Crowd sourced clothing? Certainly. Kate Hudson‘s brand, Fabletics, realized early on the power of the crowd. It encourages its customers to review each outfit they purchase, then prominently displays them on their website. This makes it easier for shoppers to determine if an outfit will work for them.
Of course, Fabletics starts each customer off with its Lifestyle Quiz to identify which styles work best for them. But, its crowd sourced data helps after that. The lifestyle quiz identifies what type of outfit to send each month automatically, whether perfect for running or weightlifting, for example. The reviews help the customer determine whether to accept the outfit or choose another. They also help when a customer needs more athletic wear than the single outfit, say when one begins training for an ultra or road race. The need for clean, comfortable workout gear for each day arises.
Some e-commerce sites such as Wal-Mart, also recognize the need for reviews, but don’t have the same high level of customer engagement. They resorted to leveraging the manufacturer’s reviews, partnering with them to import reviews to the e-commerce site.
Fabletics knows it’s tough to shop online. The reviews make things easier for customers who don’t live near one of its bricks and mortar stores, like its new Charlotte, NC location. If you live by a physical store, you can pop by and try something on to experience its fit. Fabletics encourages these customers to also review the outfits. The information sharing combines an organic word of mouth marketing campaign with big data, technology’s new darling.
Reviews alone don’t sell the athletic gear. The truth and veracity of Hudson as an actress, athlete and entrepreneur has equal part. Hudson doesn’t simply snap pics of herself in Fabletics gear for her Instagram. She genuinely trains and actually wears her brand.
She even met a recent design partner at the gym. She and singer Demi Lovato met in 2016 when both were working out at the same New York City gym. As the two worked out and chatted together, they discovered an affinity for improving themselves and inspiring others to do the same. The idea for a design collaboration also spawned from the meeting. Hudson and Lovato launched their line in May of 2017.
The collaboration reflects Lovato’s love of music and her focus on health. She train six days a week at Los Angeles gym, Unbreakable Performance Center, favoring a mixed martial arts workout.
“I like to work out a lot.

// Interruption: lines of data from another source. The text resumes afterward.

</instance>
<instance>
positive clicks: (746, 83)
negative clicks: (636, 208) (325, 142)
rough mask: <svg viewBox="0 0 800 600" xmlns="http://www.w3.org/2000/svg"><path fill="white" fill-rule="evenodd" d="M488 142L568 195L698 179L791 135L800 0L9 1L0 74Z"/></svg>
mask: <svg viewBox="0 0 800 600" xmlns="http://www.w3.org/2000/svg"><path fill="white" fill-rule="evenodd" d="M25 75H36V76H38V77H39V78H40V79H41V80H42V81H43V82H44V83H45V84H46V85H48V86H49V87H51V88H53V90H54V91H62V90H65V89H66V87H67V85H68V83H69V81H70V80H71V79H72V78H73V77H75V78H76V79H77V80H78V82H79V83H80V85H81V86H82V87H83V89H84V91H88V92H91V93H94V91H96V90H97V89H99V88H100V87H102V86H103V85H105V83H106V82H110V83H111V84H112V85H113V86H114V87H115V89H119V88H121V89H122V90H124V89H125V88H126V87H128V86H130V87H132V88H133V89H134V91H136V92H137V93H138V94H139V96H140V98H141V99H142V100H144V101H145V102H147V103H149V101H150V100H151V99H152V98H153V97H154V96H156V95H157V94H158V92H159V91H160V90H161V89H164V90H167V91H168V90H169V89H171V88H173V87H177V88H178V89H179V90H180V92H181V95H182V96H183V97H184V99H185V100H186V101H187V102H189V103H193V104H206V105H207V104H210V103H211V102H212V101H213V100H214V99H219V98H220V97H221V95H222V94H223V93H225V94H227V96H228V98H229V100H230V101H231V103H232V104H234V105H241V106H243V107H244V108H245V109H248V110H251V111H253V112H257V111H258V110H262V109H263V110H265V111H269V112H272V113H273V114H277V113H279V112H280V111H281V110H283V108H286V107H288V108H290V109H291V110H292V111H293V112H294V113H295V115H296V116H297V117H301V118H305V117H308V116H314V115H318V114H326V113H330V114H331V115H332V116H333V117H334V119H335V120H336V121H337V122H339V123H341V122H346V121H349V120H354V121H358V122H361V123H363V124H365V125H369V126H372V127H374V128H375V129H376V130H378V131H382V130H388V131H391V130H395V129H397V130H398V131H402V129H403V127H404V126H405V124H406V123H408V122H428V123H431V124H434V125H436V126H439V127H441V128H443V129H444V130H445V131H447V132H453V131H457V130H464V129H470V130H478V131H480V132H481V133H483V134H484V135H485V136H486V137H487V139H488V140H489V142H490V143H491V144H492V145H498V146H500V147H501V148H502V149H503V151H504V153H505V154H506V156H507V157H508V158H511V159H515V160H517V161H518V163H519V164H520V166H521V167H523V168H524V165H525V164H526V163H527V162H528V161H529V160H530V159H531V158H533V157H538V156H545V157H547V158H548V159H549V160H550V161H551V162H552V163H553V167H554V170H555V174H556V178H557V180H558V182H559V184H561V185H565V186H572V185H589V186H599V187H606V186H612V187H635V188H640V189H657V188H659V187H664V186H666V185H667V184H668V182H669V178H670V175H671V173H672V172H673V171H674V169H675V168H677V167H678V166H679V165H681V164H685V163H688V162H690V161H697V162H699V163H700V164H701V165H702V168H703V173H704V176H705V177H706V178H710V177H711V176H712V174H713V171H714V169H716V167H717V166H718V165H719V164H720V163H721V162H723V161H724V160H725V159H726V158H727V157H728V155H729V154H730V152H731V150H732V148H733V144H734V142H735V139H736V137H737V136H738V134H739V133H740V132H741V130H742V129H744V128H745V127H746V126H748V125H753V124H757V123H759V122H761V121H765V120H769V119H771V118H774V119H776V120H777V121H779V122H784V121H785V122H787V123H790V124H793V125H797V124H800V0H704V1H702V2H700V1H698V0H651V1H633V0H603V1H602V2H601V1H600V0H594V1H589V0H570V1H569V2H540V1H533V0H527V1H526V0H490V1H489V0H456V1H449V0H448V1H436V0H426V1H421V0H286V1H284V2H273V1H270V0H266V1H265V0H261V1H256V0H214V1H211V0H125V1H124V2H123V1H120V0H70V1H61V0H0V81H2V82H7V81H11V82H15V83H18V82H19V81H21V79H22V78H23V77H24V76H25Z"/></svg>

I like to stay active,” Lovato said in an LA Times interview. “I wanted to design comfortable clothes that make people feel confident.”
While Hudson’s and Lovato’s athleticism and veracity help sell the brand, its clear communication channels keep it on top. Hudson recognized early on that customer service is key. When clients complained, she took action, improving the customer service department and leveraging big data to ensure CSRs had inventory information at their fingertips. When asked when an out of stock item becomes available again, every CSR has a ready answer and a specific date. They also openly share that data with the customer. If your favorite purple running leggings sold out, they’ll be back in stock on July 23rd, for example. That transparency built brand trust quickly although the company uses what was a new business model to athletic wear – the subscription model. Fabletics proves honesty and hard work will take you to the top.